How Steven Spielberg’s brainchild Holocaust archive is harnessing next-generation technology and a broadened ambition to chronicle genocides around the world.
It’s been more than 20 years since the filming of Schindler’s List inspired Steven Spielberg to create the USC Shoah Foundation to record the testimony of Holocaust survivors (including Schindler’s producer Branko Lustig, who was also a founding advisor). His initial hope was that it would record 50,000 testimonies. The total now exceeds 53,000.
“The genius of Spielberg’s idea was twofold,” says the foundation’s executive director, Stephen Smith, “the power of individual story, [and] the scale.” Now the foundation, which became a permanent part of the University of Southern California in 2005, is mapping out an ambitious agenda for its third decade that includes adding testimonies from other genocides, developing new digital research tools and starting the Center for Advanced Genocide Research to look at genocide as a global phenomenon.

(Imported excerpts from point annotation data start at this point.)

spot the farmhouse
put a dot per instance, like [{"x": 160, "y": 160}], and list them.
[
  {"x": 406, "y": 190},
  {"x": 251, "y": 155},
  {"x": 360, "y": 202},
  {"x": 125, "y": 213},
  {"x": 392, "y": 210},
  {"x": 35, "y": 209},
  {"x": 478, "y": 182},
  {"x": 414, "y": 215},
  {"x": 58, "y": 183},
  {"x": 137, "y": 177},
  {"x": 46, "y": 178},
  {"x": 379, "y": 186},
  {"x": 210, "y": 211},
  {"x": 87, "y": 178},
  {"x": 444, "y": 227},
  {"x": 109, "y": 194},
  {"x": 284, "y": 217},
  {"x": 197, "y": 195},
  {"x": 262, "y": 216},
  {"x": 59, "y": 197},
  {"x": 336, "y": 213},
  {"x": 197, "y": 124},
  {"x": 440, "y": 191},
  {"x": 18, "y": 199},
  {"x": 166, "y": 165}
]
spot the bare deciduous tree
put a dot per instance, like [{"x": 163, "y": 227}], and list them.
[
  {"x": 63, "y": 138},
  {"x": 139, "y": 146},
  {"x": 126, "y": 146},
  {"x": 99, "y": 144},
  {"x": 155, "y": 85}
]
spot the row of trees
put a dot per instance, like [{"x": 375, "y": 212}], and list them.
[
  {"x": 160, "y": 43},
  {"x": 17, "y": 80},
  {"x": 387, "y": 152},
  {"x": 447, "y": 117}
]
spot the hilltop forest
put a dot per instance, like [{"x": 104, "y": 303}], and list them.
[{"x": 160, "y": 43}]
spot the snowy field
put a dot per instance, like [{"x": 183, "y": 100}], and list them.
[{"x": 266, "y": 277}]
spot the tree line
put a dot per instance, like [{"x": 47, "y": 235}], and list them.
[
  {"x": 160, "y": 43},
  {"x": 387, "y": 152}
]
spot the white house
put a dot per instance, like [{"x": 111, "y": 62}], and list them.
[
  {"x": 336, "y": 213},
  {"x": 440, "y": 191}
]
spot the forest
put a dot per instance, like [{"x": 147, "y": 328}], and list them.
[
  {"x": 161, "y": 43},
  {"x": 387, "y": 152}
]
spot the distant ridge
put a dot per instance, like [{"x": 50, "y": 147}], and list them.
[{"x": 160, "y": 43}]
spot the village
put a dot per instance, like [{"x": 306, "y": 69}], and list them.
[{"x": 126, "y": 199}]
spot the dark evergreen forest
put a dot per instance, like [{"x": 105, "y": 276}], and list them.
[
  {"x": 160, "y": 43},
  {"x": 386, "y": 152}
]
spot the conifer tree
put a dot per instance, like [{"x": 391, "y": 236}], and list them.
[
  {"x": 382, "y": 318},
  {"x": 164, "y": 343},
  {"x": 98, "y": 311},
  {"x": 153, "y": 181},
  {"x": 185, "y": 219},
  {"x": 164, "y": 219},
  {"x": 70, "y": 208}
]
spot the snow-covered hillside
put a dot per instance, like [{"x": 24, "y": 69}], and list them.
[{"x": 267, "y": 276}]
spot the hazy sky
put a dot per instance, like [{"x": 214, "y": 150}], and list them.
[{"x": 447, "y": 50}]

“When I was making the film, at least a dozen Holocaust survivors showed up, and often through tears began telling us their stories,” Spielberg recalled in a 1994 interview about why he established the Shoah Foundation. “I kept saying to them, ‘Thank you for telling me, but I wish you could say this to a camera because this is important testimony.’ I asked them if they’d be willing to do this, and they all said yes.” The first testimony was recorded in April 1994 and the Survivors of the Shoah project was founded in August, with Spielberg donating about $6 million of the initial $14 million startup cost (other donations came from Lew Wasserman, Sid Sheinberg, UPS and Sony). It took about five years and $60 million to reach that initial goal of 50,000 recorded testimonies (before the project started the total number of testimonies worldwide was estimated to be between 7,000 and 10,000), and in 2001 the foundation shifted its mission to emphasize overcoming “prejudice, intolerance and bigotry — and the suffering they cause — through the educational use of the testimonies.”

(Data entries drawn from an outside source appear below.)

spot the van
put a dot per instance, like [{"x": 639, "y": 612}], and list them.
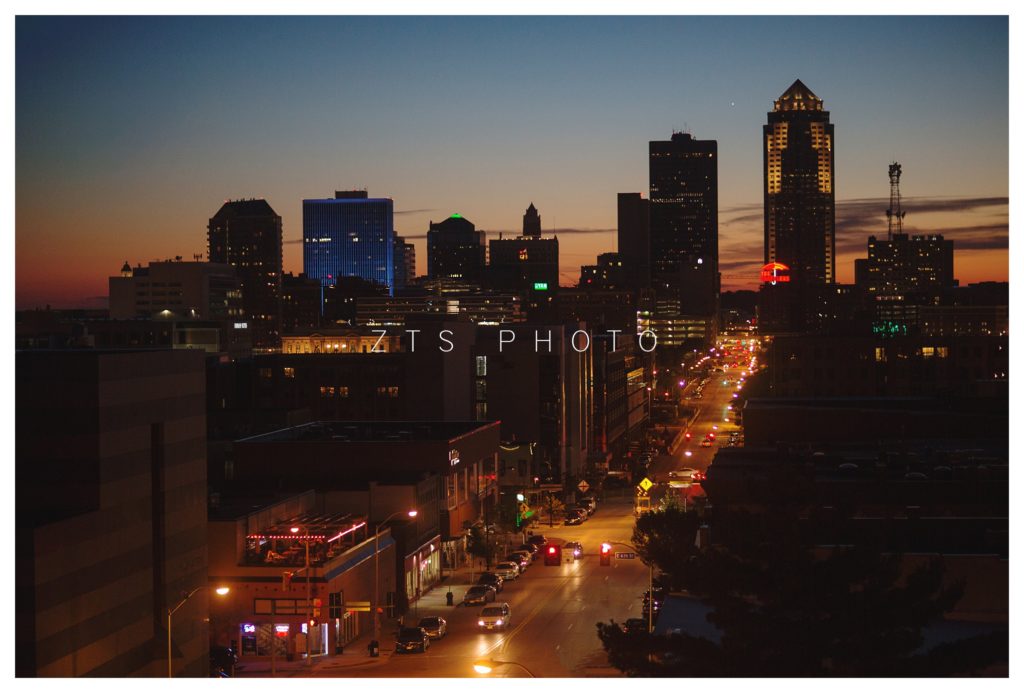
[{"x": 495, "y": 616}]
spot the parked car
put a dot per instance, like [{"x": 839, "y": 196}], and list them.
[
  {"x": 497, "y": 616},
  {"x": 411, "y": 640},
  {"x": 507, "y": 570},
  {"x": 574, "y": 517},
  {"x": 493, "y": 579},
  {"x": 520, "y": 558},
  {"x": 530, "y": 549},
  {"x": 686, "y": 474},
  {"x": 635, "y": 625},
  {"x": 479, "y": 594},
  {"x": 435, "y": 626},
  {"x": 222, "y": 660}
]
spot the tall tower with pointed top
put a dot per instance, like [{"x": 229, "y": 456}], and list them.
[
  {"x": 531, "y": 222},
  {"x": 800, "y": 193}
]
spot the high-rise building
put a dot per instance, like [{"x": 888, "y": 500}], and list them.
[
  {"x": 351, "y": 234},
  {"x": 634, "y": 236},
  {"x": 247, "y": 234},
  {"x": 800, "y": 197},
  {"x": 456, "y": 250},
  {"x": 404, "y": 263},
  {"x": 684, "y": 221},
  {"x": 531, "y": 223},
  {"x": 527, "y": 267}
]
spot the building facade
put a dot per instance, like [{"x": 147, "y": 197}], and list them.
[
  {"x": 800, "y": 195},
  {"x": 247, "y": 235},
  {"x": 456, "y": 250},
  {"x": 110, "y": 513},
  {"x": 684, "y": 221},
  {"x": 350, "y": 234}
]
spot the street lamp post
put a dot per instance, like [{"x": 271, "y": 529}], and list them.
[
  {"x": 309, "y": 612},
  {"x": 377, "y": 570},
  {"x": 650, "y": 587},
  {"x": 170, "y": 612},
  {"x": 487, "y": 665}
]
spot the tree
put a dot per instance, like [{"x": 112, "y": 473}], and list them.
[
  {"x": 666, "y": 537},
  {"x": 785, "y": 608}
]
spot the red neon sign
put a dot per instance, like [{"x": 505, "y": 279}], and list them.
[{"x": 774, "y": 272}]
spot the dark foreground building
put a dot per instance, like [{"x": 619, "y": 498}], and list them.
[{"x": 111, "y": 513}]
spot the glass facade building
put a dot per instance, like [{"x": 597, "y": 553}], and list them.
[{"x": 351, "y": 234}]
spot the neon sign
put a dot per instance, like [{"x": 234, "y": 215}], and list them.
[{"x": 774, "y": 272}]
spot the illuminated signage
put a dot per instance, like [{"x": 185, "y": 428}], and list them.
[{"x": 774, "y": 272}]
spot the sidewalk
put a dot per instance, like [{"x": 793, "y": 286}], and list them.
[{"x": 355, "y": 655}]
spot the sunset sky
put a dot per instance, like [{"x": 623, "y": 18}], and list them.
[{"x": 131, "y": 132}]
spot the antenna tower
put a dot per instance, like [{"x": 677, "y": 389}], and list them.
[{"x": 895, "y": 212}]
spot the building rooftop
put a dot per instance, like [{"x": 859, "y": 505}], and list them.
[{"x": 375, "y": 431}]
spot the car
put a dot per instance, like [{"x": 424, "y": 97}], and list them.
[
  {"x": 574, "y": 547},
  {"x": 530, "y": 549},
  {"x": 537, "y": 539},
  {"x": 507, "y": 570},
  {"x": 493, "y": 579},
  {"x": 521, "y": 558},
  {"x": 479, "y": 594},
  {"x": 576, "y": 517},
  {"x": 635, "y": 625},
  {"x": 411, "y": 640},
  {"x": 435, "y": 626},
  {"x": 497, "y": 616},
  {"x": 685, "y": 474},
  {"x": 222, "y": 660}
]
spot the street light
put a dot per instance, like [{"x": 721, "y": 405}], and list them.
[
  {"x": 221, "y": 591},
  {"x": 309, "y": 613},
  {"x": 485, "y": 666},
  {"x": 377, "y": 569},
  {"x": 650, "y": 587}
]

Recently the foundation has been expanding its scope, adding testimony from the Cambodian genocide in 2009, the Armenian genocide in 2010, the Nanjing Massacre in 2010 and, in 2013, the Rwandan genocide. In each case Shoah partnered with established groups — the Documentation Center of Cambodia, for example — using its expertise to teach others how to conduct the interviews properly. The results are relatively modest so far — 64 testimonies for Rwanda, 61 for Armenia — but the recordings are being integrated into the larger collection with the goal of creating something that offers a broad perspective on genocide. “Genocide studies learned a lot from the Holocaust,” says USC history professor Wolf Gruner, who heads the center, “but Holocaust studies have been refreshed by genocide studies.”

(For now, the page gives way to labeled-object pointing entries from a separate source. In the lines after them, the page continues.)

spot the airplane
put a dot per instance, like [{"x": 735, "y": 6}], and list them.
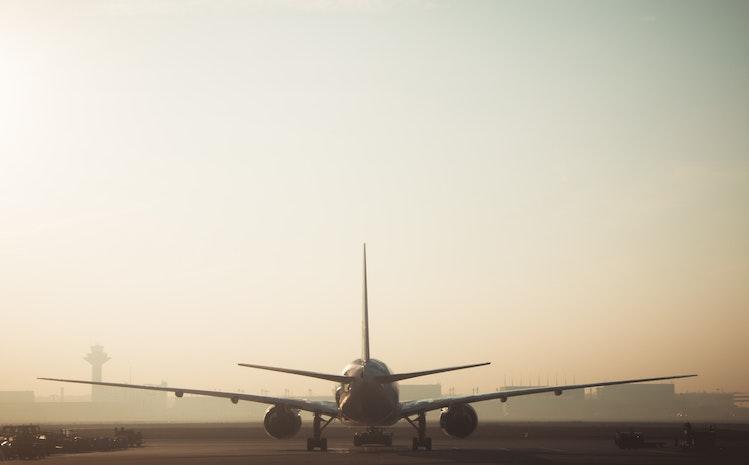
[{"x": 367, "y": 395}]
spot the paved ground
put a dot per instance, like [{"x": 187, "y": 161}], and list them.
[{"x": 554, "y": 444}]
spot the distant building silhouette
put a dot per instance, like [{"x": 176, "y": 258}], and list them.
[{"x": 97, "y": 358}]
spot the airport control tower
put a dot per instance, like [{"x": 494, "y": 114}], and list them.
[{"x": 96, "y": 358}]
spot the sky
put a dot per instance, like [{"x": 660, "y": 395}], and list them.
[{"x": 559, "y": 188}]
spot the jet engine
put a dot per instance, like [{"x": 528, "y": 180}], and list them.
[
  {"x": 282, "y": 422},
  {"x": 459, "y": 420}
]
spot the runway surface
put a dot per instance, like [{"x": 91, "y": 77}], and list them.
[{"x": 544, "y": 444}]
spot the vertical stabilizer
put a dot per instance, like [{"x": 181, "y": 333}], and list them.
[{"x": 365, "y": 312}]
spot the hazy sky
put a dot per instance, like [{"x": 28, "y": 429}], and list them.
[{"x": 560, "y": 188}]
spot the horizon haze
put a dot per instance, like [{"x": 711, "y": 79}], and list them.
[{"x": 559, "y": 188}]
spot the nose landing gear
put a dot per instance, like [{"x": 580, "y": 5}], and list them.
[
  {"x": 317, "y": 441},
  {"x": 421, "y": 441}
]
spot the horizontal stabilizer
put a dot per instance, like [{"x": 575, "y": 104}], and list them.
[
  {"x": 401, "y": 376},
  {"x": 309, "y": 374}
]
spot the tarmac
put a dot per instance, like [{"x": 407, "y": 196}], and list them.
[{"x": 527, "y": 444}]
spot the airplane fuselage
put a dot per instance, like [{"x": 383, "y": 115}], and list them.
[{"x": 365, "y": 401}]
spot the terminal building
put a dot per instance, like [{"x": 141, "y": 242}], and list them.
[{"x": 631, "y": 402}]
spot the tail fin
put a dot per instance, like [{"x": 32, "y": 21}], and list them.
[{"x": 365, "y": 313}]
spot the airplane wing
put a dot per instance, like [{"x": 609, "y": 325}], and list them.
[
  {"x": 425, "y": 405},
  {"x": 323, "y": 407}
]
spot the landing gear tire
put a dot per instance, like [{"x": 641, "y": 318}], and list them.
[
  {"x": 417, "y": 444},
  {"x": 422, "y": 441},
  {"x": 317, "y": 441}
]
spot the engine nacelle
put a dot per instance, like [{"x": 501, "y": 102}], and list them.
[
  {"x": 282, "y": 422},
  {"x": 459, "y": 420}
]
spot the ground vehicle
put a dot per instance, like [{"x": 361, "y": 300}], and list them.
[
  {"x": 635, "y": 440},
  {"x": 130, "y": 438},
  {"x": 24, "y": 442}
]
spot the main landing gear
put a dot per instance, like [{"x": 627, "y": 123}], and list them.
[
  {"x": 373, "y": 436},
  {"x": 317, "y": 441},
  {"x": 420, "y": 424}
]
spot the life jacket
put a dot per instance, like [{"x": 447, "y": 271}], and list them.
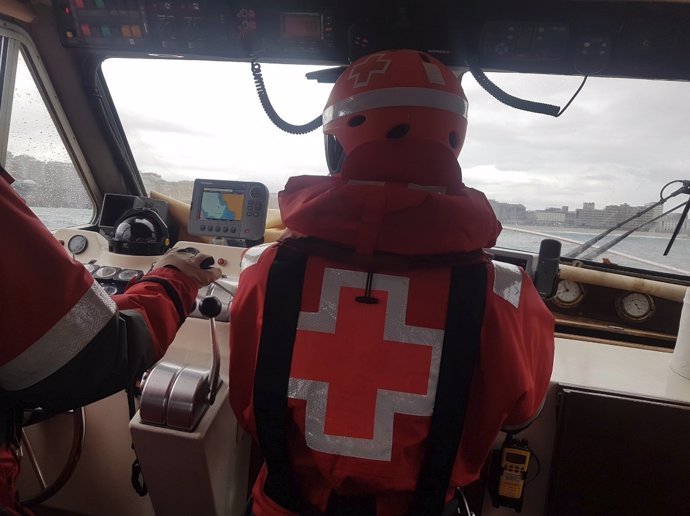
[{"x": 460, "y": 346}]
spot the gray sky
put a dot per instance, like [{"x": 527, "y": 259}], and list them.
[{"x": 620, "y": 141}]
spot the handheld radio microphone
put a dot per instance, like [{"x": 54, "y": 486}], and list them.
[{"x": 546, "y": 276}]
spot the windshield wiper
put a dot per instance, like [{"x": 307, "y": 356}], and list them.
[{"x": 684, "y": 189}]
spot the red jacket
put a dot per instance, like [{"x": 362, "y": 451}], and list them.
[
  {"x": 65, "y": 342},
  {"x": 355, "y": 442}
]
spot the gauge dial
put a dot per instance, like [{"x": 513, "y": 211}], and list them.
[
  {"x": 111, "y": 290},
  {"x": 91, "y": 267},
  {"x": 128, "y": 274},
  {"x": 636, "y": 306},
  {"x": 569, "y": 293},
  {"x": 77, "y": 244},
  {"x": 106, "y": 272}
]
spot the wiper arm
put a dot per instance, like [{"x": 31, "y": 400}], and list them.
[
  {"x": 682, "y": 219},
  {"x": 594, "y": 253},
  {"x": 684, "y": 189}
]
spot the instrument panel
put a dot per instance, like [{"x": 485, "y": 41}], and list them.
[
  {"x": 626, "y": 39},
  {"x": 114, "y": 271}
]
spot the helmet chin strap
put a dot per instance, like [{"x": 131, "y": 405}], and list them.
[{"x": 335, "y": 154}]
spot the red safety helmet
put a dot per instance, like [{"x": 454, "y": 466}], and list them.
[{"x": 394, "y": 94}]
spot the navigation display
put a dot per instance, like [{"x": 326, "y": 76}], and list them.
[
  {"x": 229, "y": 211},
  {"x": 221, "y": 204}
]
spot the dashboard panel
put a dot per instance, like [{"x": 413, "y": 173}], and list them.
[
  {"x": 114, "y": 271},
  {"x": 626, "y": 39}
]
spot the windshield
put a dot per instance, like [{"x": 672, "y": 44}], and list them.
[{"x": 606, "y": 158}]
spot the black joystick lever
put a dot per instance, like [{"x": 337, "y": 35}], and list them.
[
  {"x": 207, "y": 263},
  {"x": 211, "y": 307}
]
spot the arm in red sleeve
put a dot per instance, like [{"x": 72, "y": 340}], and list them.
[
  {"x": 160, "y": 307},
  {"x": 534, "y": 356}
]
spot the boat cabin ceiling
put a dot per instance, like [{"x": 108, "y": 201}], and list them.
[
  {"x": 611, "y": 39},
  {"x": 612, "y": 437}
]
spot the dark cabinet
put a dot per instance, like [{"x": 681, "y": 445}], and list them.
[{"x": 619, "y": 455}]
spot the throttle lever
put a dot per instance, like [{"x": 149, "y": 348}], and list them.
[{"x": 211, "y": 307}]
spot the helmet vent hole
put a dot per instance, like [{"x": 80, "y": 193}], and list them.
[
  {"x": 356, "y": 120},
  {"x": 454, "y": 139},
  {"x": 398, "y": 131}
]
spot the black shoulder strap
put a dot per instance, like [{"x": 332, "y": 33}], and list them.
[
  {"x": 461, "y": 343},
  {"x": 281, "y": 307},
  {"x": 460, "y": 350}
]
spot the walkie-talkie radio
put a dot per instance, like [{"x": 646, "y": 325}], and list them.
[
  {"x": 508, "y": 473},
  {"x": 515, "y": 457}
]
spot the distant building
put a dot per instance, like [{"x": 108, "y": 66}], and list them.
[
  {"x": 180, "y": 190},
  {"x": 509, "y": 213}
]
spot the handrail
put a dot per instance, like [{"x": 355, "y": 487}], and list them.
[{"x": 619, "y": 281}]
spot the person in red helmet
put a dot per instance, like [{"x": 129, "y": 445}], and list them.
[
  {"x": 76, "y": 345},
  {"x": 376, "y": 349}
]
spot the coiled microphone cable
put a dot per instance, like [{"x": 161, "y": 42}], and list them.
[{"x": 271, "y": 112}]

The foundation’s IWitness website — “teaching the world through testimony” — has become a key resource for students. The site even includes a built-in video editor allowing students to build their own video essays by combining clips, photos, music and narration. And now, high-tech makeovers on a small subset of interviews will allow viewers to engage in a conversation with the subjects. A handful of Holocaust survivors are coming in to rerecord their interviews before a 360-degree, 50-camera setup that creates a three-dimensional recording. The interviews are conducted around the kind of questions the foundation has learned are the ones students most often ask, so when it’s combined with natural language voice recognition software it will create the appearance of a conversation.
Ask “Tell me about the day the Germans captured you” or “How were you liberated?” and the video will answer. Dr. Kori Street, who heads ups Shoah’s education, says the amazing thing about using the testimonies for teaching is the universality of the experience: “Whether the kid is in Rwanda or London or Los Angeles we see similar results” in terms of getting them to be more empathetic toward others and in challenging stereotypes. “A student can be global from their backyard.”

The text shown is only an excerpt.